Opened 17 years ago
Closed 17 years ago
#5267 closed (fixed)
document that order_by('?') is a huge performance issue
Reported by: | Owned by: | Matt Boersma | |
---|---|---|---|
Component: | Database layer (models, ORM) | Version: | |
Severity: | Keywords: | ||
Cc: | gomo@… | Triage Stage: | Ready for checkin |
Has patch: | yes | Needs documentation: | no |
Needs tests: | no | Patch needs improvement: | no |
Easy pickings: | no | UI/UX: | no |
Description
order_by('?') generates an SQL query that is horrendous from a performance point of view (the "ORDER BY RAND() LIMIT" type query).
Info on this:
http://www.titov.net/2005/09/21/do-not-use-order-by-rand-or-how-to-get-random-rows-from-table/
For the current state of affairs, I think at the very least a warning should be added to http://www.djangoproject.com/documentation/db-api/#order-by-fields .
That page happily states that you can use the method for obtaining a random row, but in a real scenario that is a very bad idea, and should be avoided at all costs.

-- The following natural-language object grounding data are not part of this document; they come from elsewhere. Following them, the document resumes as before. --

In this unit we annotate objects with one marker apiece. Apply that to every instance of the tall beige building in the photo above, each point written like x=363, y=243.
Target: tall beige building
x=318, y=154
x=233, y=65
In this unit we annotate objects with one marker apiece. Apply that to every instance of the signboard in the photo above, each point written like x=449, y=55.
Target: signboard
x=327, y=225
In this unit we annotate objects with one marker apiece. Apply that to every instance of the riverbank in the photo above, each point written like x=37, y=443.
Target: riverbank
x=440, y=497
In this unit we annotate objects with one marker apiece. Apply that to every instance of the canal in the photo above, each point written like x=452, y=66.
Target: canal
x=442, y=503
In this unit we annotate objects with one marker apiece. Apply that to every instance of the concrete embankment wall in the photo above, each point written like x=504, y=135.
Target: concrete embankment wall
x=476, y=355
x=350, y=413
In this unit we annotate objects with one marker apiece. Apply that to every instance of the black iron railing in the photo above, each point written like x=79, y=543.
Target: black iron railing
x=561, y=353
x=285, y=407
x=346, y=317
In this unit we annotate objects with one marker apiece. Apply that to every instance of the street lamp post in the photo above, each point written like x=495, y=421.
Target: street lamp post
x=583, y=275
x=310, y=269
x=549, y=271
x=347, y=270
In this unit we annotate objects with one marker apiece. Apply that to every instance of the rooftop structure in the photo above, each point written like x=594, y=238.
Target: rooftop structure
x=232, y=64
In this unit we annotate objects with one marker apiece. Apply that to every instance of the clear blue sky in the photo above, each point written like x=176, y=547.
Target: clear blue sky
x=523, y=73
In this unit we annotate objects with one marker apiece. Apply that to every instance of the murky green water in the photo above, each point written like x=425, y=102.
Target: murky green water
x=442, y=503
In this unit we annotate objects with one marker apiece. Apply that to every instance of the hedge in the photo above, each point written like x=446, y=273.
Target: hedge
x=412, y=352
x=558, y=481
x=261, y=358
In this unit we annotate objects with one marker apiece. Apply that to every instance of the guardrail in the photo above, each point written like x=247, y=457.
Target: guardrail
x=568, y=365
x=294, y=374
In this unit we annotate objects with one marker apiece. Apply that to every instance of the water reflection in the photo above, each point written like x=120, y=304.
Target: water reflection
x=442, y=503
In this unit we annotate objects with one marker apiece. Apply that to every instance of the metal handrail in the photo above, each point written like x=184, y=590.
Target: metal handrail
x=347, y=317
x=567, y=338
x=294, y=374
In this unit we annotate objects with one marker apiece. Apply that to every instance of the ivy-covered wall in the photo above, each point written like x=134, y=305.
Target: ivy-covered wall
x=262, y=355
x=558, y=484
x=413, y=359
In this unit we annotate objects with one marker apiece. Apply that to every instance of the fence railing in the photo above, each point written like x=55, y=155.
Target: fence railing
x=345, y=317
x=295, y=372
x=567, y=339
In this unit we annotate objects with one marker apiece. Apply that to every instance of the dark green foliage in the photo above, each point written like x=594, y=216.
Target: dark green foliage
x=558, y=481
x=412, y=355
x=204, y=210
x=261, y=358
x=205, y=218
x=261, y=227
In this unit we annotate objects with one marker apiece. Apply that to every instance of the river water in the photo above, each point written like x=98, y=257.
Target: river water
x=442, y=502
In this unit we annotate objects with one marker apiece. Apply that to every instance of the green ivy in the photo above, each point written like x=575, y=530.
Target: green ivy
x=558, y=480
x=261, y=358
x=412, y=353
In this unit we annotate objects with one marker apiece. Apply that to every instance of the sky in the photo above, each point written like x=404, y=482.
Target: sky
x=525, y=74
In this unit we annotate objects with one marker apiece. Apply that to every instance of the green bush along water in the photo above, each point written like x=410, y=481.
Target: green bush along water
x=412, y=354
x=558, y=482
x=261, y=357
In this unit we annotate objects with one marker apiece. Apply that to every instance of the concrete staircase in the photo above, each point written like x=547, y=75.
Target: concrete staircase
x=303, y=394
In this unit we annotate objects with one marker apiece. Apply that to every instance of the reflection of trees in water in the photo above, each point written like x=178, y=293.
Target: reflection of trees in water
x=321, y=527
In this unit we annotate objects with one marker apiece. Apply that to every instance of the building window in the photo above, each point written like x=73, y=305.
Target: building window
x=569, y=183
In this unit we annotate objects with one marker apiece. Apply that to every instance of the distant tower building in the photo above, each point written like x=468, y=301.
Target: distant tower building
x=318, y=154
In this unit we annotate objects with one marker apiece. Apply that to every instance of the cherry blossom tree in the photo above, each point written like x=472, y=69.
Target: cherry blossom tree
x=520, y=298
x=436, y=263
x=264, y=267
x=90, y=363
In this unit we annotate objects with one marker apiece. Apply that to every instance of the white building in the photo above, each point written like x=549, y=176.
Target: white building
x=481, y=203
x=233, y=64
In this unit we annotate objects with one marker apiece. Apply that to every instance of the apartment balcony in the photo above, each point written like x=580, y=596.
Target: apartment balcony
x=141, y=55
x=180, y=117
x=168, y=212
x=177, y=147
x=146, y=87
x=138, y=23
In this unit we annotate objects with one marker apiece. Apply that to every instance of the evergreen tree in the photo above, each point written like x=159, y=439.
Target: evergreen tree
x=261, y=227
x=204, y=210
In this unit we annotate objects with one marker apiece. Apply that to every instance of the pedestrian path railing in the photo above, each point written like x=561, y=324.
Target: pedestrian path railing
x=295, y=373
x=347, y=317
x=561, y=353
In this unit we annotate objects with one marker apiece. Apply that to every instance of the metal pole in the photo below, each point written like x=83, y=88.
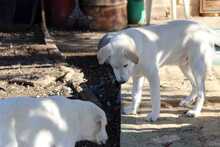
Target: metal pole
x=148, y=9
x=173, y=9
x=186, y=8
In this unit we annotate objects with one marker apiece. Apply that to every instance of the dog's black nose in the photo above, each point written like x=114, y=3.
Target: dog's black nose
x=121, y=82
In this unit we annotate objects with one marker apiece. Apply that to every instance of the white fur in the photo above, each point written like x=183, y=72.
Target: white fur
x=186, y=44
x=50, y=122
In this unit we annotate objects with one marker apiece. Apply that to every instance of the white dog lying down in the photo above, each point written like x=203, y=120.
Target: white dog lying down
x=50, y=122
x=140, y=52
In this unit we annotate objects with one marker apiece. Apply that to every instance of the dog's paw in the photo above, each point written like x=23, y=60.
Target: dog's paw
x=192, y=113
x=152, y=117
x=186, y=101
x=129, y=110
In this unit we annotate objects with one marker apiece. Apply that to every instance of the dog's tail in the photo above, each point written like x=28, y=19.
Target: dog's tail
x=102, y=120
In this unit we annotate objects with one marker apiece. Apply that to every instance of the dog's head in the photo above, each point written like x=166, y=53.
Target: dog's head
x=93, y=124
x=120, y=52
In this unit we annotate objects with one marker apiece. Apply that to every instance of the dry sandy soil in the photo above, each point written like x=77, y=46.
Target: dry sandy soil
x=174, y=129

On a more useful approach, maybe extra code could be added to a model's Meta class if you plan on grabbing random rows from that particular table. This could set up needed tables/columns/constraints in order to extract a random row without such a big performance hit. If you use order_by('?') on a model with this Meta setting, the enhancement would be transparent. How and if this improvement could be implemented is open for discussion, and is probably database dependent. The page I linked above has some discussion on the topic.
Attachments (1)
Change History (4)
comment:1 by , 17 years ago
Summary: | order_by('?') is a huge performance issue → document that order_by('?') is a huge performance issue |
---|---|
Triage Stage: | Unreviewed → Accepted |
by , 17 years ago
Attachment: | Fix5267.diff added |
---|
Added a warning sentence that order_by('?') may be expensive and slow
comment:2 by , 17 years ago
Has patch: | set |
---|---|
Owner: | changed from | to
Status: | new → assigned |
Triage Stage: | Accepted → Ready for checkin |
comment:3 by , 17 years ago
Resolution: | → fixed |
---|---|
Status: | assigned → closed |
I think it's fairly common knowledge that ORDER BY RAND is horrifically inefficient, but it's probably a good idea to place a warning there. Want to write one up?
As for implementing a better random, I think the costs outweigh the benefits, especially if it does mean cracking into weird SQL dialects. This is something to raise on django-developers.